Apesar do sucesso inesperado da primeira revista, as tiragens são sempre pequenas, impressas em risografia ou serigrafia e com a editora a fugir do offset, uma das técnicas de impressão mais utilizadas. “Gostamos desta textura. O digital não tem isto”, atira Inês, referindo-se tanto às publicações como aos prints que vão disponibilizando na loja online regularmente. Com formação em pintura, a mais nova do grupo é assistente de exposição e educadora no serviço educativo do Museu Coleção Berardo. A Triciclo é um extra que tem de conciliar com o restante trabalho, tal como Ana, designer gráfica, e Tiago, da área da comunicação. Todos participam em tudo, das publicações às feiras, workshops e oficinas. Ainda agora, os três estiveram a ensinar crianças entre os seis e os 10 anos a fazer heróis e vilões articulados no Doclisboa.

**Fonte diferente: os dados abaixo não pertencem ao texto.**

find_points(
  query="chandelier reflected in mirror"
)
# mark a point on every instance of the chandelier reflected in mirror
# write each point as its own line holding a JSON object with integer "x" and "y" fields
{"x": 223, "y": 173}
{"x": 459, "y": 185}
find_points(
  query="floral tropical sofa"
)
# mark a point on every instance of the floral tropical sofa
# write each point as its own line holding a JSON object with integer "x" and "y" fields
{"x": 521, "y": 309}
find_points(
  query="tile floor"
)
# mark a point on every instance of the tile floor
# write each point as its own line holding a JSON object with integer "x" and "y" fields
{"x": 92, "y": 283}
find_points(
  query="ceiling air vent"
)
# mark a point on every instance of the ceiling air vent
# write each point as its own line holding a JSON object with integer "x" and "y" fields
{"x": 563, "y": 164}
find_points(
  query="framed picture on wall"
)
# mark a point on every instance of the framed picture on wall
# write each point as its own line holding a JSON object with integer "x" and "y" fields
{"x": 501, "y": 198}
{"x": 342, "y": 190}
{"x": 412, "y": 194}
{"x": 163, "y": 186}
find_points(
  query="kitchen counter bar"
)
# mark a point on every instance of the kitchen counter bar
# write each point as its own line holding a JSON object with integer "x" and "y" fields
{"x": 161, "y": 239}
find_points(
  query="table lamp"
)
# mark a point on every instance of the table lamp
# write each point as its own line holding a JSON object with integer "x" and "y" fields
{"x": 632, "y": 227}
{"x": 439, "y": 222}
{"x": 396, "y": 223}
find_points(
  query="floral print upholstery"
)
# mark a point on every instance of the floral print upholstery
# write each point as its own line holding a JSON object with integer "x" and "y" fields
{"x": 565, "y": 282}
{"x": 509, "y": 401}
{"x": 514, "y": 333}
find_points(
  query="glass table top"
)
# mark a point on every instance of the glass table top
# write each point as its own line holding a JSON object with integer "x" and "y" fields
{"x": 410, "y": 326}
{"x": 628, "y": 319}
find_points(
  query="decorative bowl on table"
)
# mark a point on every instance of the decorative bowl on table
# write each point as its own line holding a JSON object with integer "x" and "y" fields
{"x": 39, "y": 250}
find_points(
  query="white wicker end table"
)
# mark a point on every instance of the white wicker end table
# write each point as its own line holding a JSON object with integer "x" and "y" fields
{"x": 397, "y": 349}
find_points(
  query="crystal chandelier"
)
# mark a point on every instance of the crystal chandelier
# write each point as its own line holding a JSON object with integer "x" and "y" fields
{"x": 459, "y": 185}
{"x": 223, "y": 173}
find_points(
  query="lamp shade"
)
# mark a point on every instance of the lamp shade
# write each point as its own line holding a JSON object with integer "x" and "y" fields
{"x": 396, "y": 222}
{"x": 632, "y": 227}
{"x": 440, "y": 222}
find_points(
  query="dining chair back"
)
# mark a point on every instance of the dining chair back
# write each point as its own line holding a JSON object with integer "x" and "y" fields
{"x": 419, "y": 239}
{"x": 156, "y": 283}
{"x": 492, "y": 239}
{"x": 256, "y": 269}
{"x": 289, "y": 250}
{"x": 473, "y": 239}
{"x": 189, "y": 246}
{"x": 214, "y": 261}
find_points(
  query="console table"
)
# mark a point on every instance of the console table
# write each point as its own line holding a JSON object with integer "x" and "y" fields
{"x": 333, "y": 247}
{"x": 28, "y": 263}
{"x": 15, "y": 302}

E se as revistas são pensadas para um público infantil, o mais provável é serem compradas por adultos amantes da ilustração, com filhos ou sem filhos (sendo que, se tiverem filhos, pode acontecer que só os deixem aproximar um lápis das páginas quando já tiverem 18 anos). “Muita gente já me disse que não consegue riscar as revistas”, diz Tiago. “Mas eu gosto de ver os rabiscos.”
Para provar que com um triciclo se vai longe, em março a micro-editora esteve na macro-feira de literatura infantil de Bolonha para participar numa conversa sobre revistas infantis, juntamente com a espanhola La Leche. Pouco depois foi a vez de montar uma banca na ELCAF (East London Comics & Arts Festival), em Londres, e daí vieram convites para outras feiras no estrangeiro (Bélgica e Antuérpia). De volta à Ar.Co, Tiago, Ana e Inês foram convidados para dar aulas e estão a orientar o curso de ilustração infantil em parceria com Catarina Sobral e ainda a preparar um seminário. Desde novembro têm algumas serigrafias originais expostas na Ó Galeria de Lisboa e este ano vão regressar à Fabrica Features para uma exposição em torno do brinquedo.
No meio disto tudo, os fundadores da Triciclo gostavam de arranjar um rés do chão em Lisboa para ter um atelier com loja e espaço para workshops. A Nova Pombalina continuará a valer a pena, nem que seja pelas sandes e pelas toalhas amigas de quem gosta tanto de fazer ilustração em papel.
As revistas
Até agora a editora já lançou quatro revistas de passatempos e um Especial de Verão mais pequeno, para levar na mala. Com uma tiragem de 250 exemplares e um preço que tem variado entre os 11 e os 14 euros, cada revista é impressa em duas cores, do verde e roxo ao amarelo e azul. A primeira acompanha um dia na vida de um menino chamado André (com direito a navegar numa sopa de letras durante a hora do banho), a mais recente, lançada em Outubro, é sobre castigos e travessuras. Ao segundo número, feito a partir da ideia de que os círculos desapareceram do mundo, tornou-se evidente que, apesar do estilo de cada ilustrador ser bastante diferente, todos têm em comum o uso das formas geométricas.
Os livros
A publicação com mais cores apareceu para apresentar A Nova História da Arte da Triciclo (vol. 1), com clássicos como “O Grito” de Munch ou os banhistas de Georges Seurat a serem redesenhados pelos ilustradores. Seguiu-se 12 Soldados, o livro mais pequeno mas aquele que a editora chama carinhosamente de “obra-prima”. Impresso em serigrafia, conta com ilustrações de Inês Machado — a partir de uma coleção de cartões com fotografias de soldados, usados em maços de tabaco cubanos –, e com textos de Tiago Guerreiro, que inventou uma história para cada militar representado. Finalmente, no Dia da Criança deste ano foi a vez do lançamento de ABC do Cinema, uma compilação dos principais realizadores organizada alfabeticamente, com direito a curiosidades sobre cada génio ilustrado. Dois exemplos? O sonho de Robert Bresson era ser pintor e Manoel de Oliveira foi campeão de salto à vara três vezes.
Artigo publicado originalmente na revista Observador Lifestyle nº 2 (novembro de 2018).